Monday, May 28, 2012

Rail Freight Operators Gird Their Loins for a Fight with Government

RFG Answers ORR Consultation in Diplomatic Fashion
Shipping News Feature

UK – Last week the Freight Transport Association (FTA) was fast out of the blocks to broadly support the consultation document launched by the Office of Rail Regulation (ORR) on the 17th May with regard to the proposed ‘track access charge’ for cargo travelling by rail stating that an early resolution was essential to its members interests. The Rail Freight Group (RFG) has today formally made its own response which is somewhat more concerned in tone, as one would expect from an organisation whose membership reads like a who’s who of rail track dependent companies.

The letter from RFG Chairman Tony Berkeley to Richard Price Chief Executive of the ORR, whilst admitting it will take time to consult all members, covers both points of the consultation, namely the variable usage charge and a proposed freight specific charge saying:

‘We understand the context in which this consultation is issued, and the need to improve the finances of the rail industry. We do not, in principle, have a problem with ORR reviewing the structure or level of charges to see whether better industry outcomes can be achieved without detriment to the rail freight operators and their current and potential customers. However we presently have significant concerns that the proposals as set out could have major repercussions for the stability of rail freight, for investor confidence, and for the prospects of continued growth.’

Lord Berkeley continues on to criticise the proposal to levy the additional charge on operators moving power station coal, iron ore and spent nuclear fuel, which could amount to an additional £60 million per annum and states that ORR’s own figures admit this could lead in a drop in traffic of at least 10% in these sectors, He questions how enforced traffic reduction complies with the purpose of the ORR and points out the complexities when the ORR proposals include making the charges different for each geographic area, as well as for each locomotive and wagon type, and introducing scarcity or capacity charges.
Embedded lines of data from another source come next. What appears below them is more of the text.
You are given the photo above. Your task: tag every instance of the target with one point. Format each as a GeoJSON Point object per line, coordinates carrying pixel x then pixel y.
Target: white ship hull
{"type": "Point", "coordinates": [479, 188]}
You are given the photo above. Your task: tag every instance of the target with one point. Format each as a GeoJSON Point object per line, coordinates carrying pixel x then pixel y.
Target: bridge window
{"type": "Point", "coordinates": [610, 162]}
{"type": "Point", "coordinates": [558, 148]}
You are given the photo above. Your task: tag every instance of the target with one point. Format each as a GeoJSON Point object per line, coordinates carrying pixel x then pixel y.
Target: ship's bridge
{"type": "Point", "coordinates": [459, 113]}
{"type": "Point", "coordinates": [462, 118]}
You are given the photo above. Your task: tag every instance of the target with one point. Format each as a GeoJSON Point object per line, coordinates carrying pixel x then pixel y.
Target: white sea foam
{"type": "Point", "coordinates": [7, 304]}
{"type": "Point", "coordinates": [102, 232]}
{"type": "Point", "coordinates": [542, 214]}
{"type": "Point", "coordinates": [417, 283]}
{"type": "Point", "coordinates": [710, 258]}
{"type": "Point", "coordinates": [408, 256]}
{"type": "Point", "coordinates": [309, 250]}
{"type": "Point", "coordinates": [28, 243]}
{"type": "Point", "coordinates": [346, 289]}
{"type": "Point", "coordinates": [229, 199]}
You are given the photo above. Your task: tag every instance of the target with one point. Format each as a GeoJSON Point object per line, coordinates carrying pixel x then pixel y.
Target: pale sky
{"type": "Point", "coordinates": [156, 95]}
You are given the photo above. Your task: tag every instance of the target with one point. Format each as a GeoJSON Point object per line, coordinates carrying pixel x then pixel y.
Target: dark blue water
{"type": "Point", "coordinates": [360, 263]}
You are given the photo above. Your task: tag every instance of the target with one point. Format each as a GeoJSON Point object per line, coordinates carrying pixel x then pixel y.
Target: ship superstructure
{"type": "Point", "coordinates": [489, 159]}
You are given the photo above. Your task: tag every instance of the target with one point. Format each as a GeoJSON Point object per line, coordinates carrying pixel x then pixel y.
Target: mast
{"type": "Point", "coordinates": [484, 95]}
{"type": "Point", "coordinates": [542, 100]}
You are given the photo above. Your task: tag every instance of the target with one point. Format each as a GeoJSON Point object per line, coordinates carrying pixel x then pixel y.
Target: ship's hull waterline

The RFG Chairman continues on to question whether the ORR has confused its responsibilities with undue emphasis given to the funds to be made available to the Secretary of State perhaps at the expense of the duty to promote the use of the railway for the carriage of passenger and freight, and the responsibility it has to enable companies to plan their businesses with a reasonable degree of assurance.

The RFG obviously feels, whilst trying to remain diplomatic, that an ‘acceptable’ reduction in rail freight as a result of the proposed reforms is in fact very far from acceptable. Berkeley continues to point out that the MDS Transmodal analysis (a group previously commissioned by both the RFG and FTA but in this case by the Government) which indicates a likely 12% fall in intermodal traffic is ‘not so far’ from the ‘acceptable’ 10% is surely not the message which the industry needs to be giving its customer base which it wishes to invest in rail whilst saying an increase in intermodal movements is supposedly a Government target.

The RFG is also concerned at the assertion that the increase in variable charge arises from the introduction of newer wagon types, which are themselves incentivised through the charging framework established at CP4 and that for wagon manufacturers and suppliers, it is imperative that consistent messages are provided on the desired requirements. Frequent changes in direction are not acceptable for those building equipment with 30 year asset lives.

With industry figures suggesting that the rail freight operators made a combined profit after tax of 0.8% on a turnover of £839 million, a loss of 0.5% if asset sales are excluded. The impact of a £50-60 million risk (as suggested in the analysis) on those businesses is therefore considerable, and certainly, the existing profit margins are not likely to be able to absorb downside events. Even if the charge is passed on in full, there are cash flow risks to be managed which are sizeable.

Much of the proposed change is centred around energy supply which is volatile in every sense at present as price fluctuations in the principal fuel sources and variations in demand make for an uncertain market. These and the other points of concern for the rail operators will be discussed at a workshop with the ORR in July by which time both sides will have honed their arguments and doubtless the ORR can expect some enthusiastic opposition when that particular event comes around.